Many consumers already can’t tell the difference between these veggie foods and their animal-based alternatives, and of course the former will continue to be improved year after year, and their price to drop. Just as clean energy includes a variety of ethical energy sources, such as the sun and the wind, the term “clean meat” can be used to include all slaughter-free meat, whether made from plants or from animals.

As I argue in my new book The End of Animal Farming, these advances change the battlefield for the vegan movement. No longer will people need to switch out steak for mushrooms, or chicken breast for pinto beans. Instead, they’ll keep eating the foods they want, just without the harm to animals.

Of course, it would be great if people did switch to a whole-foods, plant-based diet, but I think that most people just aren’t willing to make that lifestyle change. Maybe they will in a few decades.

Given the vast inefficiency of making meat from animals — it takes over ten calories of plant-based food to produce one calorie of animal-based food — it seems like clean meat’s becoming cheaper than conventional meat is a matter of when, not if.

The vegan movement should reorient itself over the next decade, switching its primary focus from promoting a vegan lifestyle to promoting the widespread adoption of these new foods. The end of factory farming depends on it. The Impossible Burger is outselling conventional burgers in many of the restaurants where it’s served, and White Castle, Costco, and other major chains have been tripping over themselves in a race to carry these products.

This doesn’t mean there is no place for moral advocacy. Public outrage at animal agriculture is what ignited demand for these new products, and it will continue to do so. But it’s a matter of proportion. Today vegans have done so much moral advocacy that few people question why they should eat more plant-based foods. It is now more a matter of how, and for that, clean meat is the most promising answer.

It’s unbelievable how far attitudes have advanced. In a survey my colleagues and I conducted in 2017, we saw that 87 percent of U.S. adults believe that “farmed animals have roughly the same ability to feel pain and discomfort as humans.” A full 47 percent agree with the statement “I support a ban on slaughterhouses.”

These figures may sound unbelievable when contrasted with the less than 5 percent of U.S. adults who are vegetarian, but that’s exactly the issue: Social change happens first through changes in institutions and public opinion, not through millions of people changing their consumption patterns one by one. We see this in survey results about views of vegetarianism. Despite all of their concern for farmed animals, a whopping 97 percent of people agree with the statement “Whether to eat animals or be vegetarian is a personal choice, and nobody has the right to tell me which one they think I should do.”

The vegan movement must become the clean-meat movement.
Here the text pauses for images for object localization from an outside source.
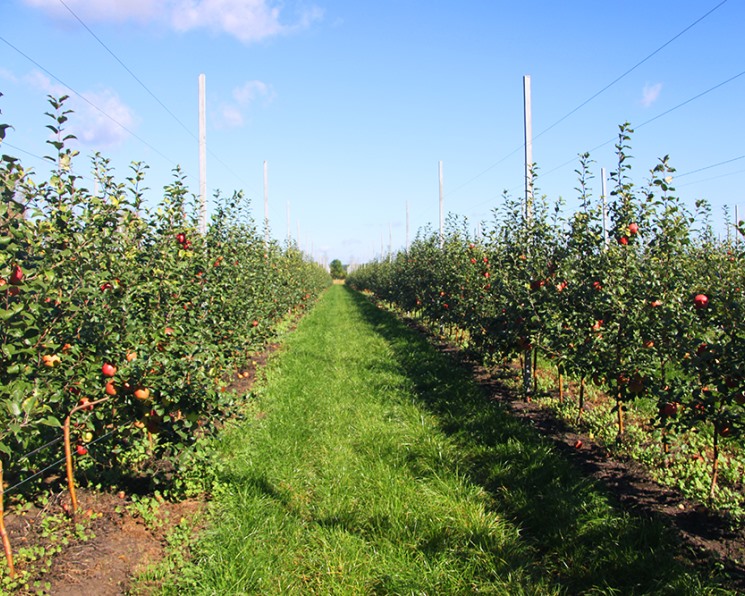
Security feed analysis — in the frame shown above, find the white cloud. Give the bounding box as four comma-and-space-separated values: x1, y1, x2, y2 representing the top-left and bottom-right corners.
641, 82, 663, 108
172, 0, 284, 42
20, 71, 136, 148
22, 0, 323, 43
0, 68, 19, 84
77, 88, 137, 147
219, 104, 245, 128
215, 80, 275, 128
233, 80, 276, 105
22, 0, 162, 24
23, 70, 69, 98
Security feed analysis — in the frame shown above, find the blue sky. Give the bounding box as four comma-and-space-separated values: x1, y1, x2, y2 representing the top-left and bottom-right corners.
1, 0, 743, 265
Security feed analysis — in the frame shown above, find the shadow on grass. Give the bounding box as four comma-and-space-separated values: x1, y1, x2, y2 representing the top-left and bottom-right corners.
345, 286, 731, 595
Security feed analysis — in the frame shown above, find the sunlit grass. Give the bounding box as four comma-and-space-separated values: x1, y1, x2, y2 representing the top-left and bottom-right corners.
150, 285, 731, 594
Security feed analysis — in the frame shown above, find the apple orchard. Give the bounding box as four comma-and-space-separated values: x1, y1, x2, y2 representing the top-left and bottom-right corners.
0, 97, 329, 522
348, 131, 745, 518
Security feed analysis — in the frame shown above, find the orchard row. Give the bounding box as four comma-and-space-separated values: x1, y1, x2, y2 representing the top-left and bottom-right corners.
347, 126, 745, 507
0, 96, 330, 498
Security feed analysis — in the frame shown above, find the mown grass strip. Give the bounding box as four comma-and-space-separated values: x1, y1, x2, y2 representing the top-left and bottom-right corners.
150, 285, 730, 595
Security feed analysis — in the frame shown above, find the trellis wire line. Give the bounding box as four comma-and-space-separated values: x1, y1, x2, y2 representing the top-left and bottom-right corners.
4, 427, 119, 496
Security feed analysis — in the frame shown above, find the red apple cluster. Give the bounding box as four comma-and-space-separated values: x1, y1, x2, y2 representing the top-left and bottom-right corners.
175, 232, 191, 250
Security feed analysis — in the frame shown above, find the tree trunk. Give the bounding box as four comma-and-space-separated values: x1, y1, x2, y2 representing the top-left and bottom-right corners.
577, 377, 586, 423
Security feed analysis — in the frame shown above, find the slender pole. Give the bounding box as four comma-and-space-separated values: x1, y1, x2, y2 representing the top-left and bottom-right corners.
522, 75, 533, 399
523, 75, 533, 224
439, 160, 444, 248
198, 73, 207, 235
601, 167, 609, 248
405, 201, 410, 253
263, 161, 269, 248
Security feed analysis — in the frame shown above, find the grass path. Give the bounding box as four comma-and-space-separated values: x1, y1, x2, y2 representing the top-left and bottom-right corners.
152, 285, 727, 594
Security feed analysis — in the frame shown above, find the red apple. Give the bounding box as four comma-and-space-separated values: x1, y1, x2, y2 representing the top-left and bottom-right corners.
693, 294, 709, 309
628, 222, 639, 235
134, 386, 150, 401
176, 232, 187, 245
76, 444, 88, 456
102, 363, 117, 377
42, 354, 61, 367
9, 265, 23, 285
618, 236, 628, 245
661, 402, 679, 417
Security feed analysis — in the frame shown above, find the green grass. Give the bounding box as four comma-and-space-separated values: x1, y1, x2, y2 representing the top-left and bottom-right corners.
145, 285, 733, 594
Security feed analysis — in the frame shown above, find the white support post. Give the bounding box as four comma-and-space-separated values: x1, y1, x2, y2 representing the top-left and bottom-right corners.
439, 160, 444, 248
523, 75, 533, 224
522, 75, 533, 399
389, 223, 392, 261
601, 167, 609, 248
405, 201, 410, 253
263, 160, 269, 248
198, 74, 207, 235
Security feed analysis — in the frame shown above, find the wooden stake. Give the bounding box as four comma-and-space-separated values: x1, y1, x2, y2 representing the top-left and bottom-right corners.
63, 396, 111, 520
63, 413, 78, 519
0, 459, 15, 579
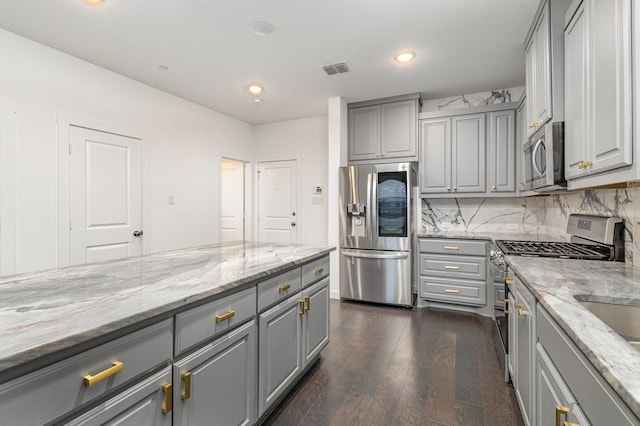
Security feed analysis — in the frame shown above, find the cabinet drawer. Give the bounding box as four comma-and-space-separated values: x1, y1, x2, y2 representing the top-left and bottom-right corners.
175, 287, 256, 354
258, 268, 302, 313
419, 238, 487, 256
301, 256, 329, 288
0, 319, 173, 426
419, 253, 486, 280
537, 306, 638, 425
419, 276, 486, 306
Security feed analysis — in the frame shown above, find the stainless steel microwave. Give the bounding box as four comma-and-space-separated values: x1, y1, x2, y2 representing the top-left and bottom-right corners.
523, 122, 566, 192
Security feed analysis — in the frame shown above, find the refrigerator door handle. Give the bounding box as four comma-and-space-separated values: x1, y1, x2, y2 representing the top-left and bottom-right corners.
342, 250, 410, 260
370, 172, 378, 244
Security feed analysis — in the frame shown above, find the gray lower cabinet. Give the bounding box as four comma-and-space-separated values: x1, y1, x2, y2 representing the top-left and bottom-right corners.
513, 276, 536, 426
537, 305, 639, 425
258, 277, 329, 417
417, 238, 488, 309
0, 319, 173, 426
65, 367, 173, 426
173, 319, 257, 426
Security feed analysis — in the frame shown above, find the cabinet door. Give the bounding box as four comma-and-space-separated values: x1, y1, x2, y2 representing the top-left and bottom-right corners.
302, 278, 330, 364
536, 344, 589, 426
515, 282, 535, 426
258, 294, 303, 417
419, 118, 451, 194
507, 287, 517, 384
349, 105, 380, 161
173, 320, 256, 426
516, 97, 528, 192
487, 110, 516, 193
564, 2, 589, 180
66, 368, 172, 426
526, 3, 552, 138
452, 114, 486, 193
380, 99, 417, 159
588, 0, 632, 174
Moving away from the “Go vegan!” message is an uncomfortable process. Many activists have spent decades focused on persuading people, one by one, to change their diet. Fortunately, many vegans are now stressing institutional change. They are working to improve the animal-free products that are available to people, persuade companies to adopt meatless Mondays, help the government formulate regulations that support technological innovation, and encourage a society-wide trend toward the end of animal farming. They are making this switch because ultimately they want what’s best for the animals and for the planet.